Take it away Paul ….
For the past couple of weeks I’ve been disassembling, cleaning, bead blasting and repairing parts for the little Willys and the M100 trailer so they would be ready to be powder coated. I still need to install new wheel studs in the hub flanges along with pressing in the new bearing races but that task should be finished tomorrow. The driveshafts need one to be shortened and one to be lengthened before they’ll go to the powder coater but progress is being made.
The blast cabinet is 48 inches wide overall and the axle is slightly over 53 inches long so I had a bit of a problem fitting the axle in the blaster and still having room to clean the rusty steel. My solution was to leave the side door open and block the opening with multiple layers of cardboard (taped to the cabinet) with a hole cut slightly larger in diameter than the brake backing plate mount on the axle to allow movement of the axle during blasting.
Before I began blasting I added two more pieces of cardboard (cut to fit snug around the axle tube) to cover the larger hole in the cardboard end cover. With this cardboard and duct tape combination I was able to carefully blast two thirds of the axle without filling the air with glass bead dust. Once the axle section in the cabinet was clean I removed the axle, turned it end for end and inserted the rusty end into the cabinet to finish cleaning the metal. This photo shows the low tech cardboard and cheap duct tape alteration of the blast cabinet so the axle blasting could begin.

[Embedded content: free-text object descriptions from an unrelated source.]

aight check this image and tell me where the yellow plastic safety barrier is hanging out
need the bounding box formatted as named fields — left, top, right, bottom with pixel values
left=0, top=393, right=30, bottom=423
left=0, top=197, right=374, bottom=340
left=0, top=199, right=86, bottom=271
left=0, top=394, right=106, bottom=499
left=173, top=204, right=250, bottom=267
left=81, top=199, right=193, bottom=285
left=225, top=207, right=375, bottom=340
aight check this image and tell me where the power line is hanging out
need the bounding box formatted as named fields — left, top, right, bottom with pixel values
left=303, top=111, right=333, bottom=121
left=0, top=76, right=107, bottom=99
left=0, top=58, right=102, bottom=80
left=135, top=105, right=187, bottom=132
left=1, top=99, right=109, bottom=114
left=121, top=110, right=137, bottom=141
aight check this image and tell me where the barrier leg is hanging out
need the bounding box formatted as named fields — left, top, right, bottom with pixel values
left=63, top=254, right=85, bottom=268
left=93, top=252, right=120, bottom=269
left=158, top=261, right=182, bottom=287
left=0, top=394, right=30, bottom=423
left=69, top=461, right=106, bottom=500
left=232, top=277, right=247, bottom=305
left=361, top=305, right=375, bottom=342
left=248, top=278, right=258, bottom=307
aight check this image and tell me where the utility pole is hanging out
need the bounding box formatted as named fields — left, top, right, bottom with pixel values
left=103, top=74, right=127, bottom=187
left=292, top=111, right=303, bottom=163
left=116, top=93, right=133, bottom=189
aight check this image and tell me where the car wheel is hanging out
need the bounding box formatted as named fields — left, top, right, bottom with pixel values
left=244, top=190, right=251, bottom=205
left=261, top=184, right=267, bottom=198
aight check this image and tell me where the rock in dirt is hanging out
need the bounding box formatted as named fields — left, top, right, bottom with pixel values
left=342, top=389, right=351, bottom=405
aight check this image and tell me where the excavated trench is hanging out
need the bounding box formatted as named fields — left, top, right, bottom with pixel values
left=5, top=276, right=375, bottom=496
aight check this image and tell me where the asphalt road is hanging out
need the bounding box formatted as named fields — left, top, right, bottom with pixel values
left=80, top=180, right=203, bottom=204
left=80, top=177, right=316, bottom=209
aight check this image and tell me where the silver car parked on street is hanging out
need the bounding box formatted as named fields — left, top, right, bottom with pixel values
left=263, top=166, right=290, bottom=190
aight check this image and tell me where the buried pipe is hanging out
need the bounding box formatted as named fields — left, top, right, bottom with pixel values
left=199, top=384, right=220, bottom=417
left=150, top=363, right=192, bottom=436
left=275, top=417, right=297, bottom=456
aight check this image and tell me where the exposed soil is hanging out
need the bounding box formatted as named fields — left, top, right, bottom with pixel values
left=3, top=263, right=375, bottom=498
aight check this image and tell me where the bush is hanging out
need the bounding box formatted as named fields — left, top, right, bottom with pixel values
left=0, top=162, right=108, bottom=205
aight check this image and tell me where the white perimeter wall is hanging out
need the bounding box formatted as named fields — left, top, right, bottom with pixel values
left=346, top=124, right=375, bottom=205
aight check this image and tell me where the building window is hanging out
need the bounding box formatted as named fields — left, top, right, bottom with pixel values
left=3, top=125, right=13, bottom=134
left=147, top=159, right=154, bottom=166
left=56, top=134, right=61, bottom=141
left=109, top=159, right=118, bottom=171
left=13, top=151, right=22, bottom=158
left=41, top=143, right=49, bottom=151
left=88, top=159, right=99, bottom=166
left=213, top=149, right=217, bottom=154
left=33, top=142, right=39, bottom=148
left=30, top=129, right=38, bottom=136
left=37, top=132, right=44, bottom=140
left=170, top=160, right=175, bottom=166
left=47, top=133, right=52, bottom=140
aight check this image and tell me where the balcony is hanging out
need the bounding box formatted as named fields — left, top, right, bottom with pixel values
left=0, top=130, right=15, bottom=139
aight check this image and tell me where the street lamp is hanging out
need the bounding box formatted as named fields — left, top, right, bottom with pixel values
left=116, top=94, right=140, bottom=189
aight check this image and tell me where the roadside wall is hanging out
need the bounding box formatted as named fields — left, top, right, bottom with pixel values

The air compressor was blowing lots of air but the glass beads still had to work pretty hard to clean all of the rust off this 65 year old axle. The metal is lightly pitted (especially on the forward side) but I don’t feel the original strength of the axle has been weakened in any way. I checked the axle and the spindles with a straight edge and a level every 90 degrees of rotation to see if it was bent but the axle tube and the spindles are straight.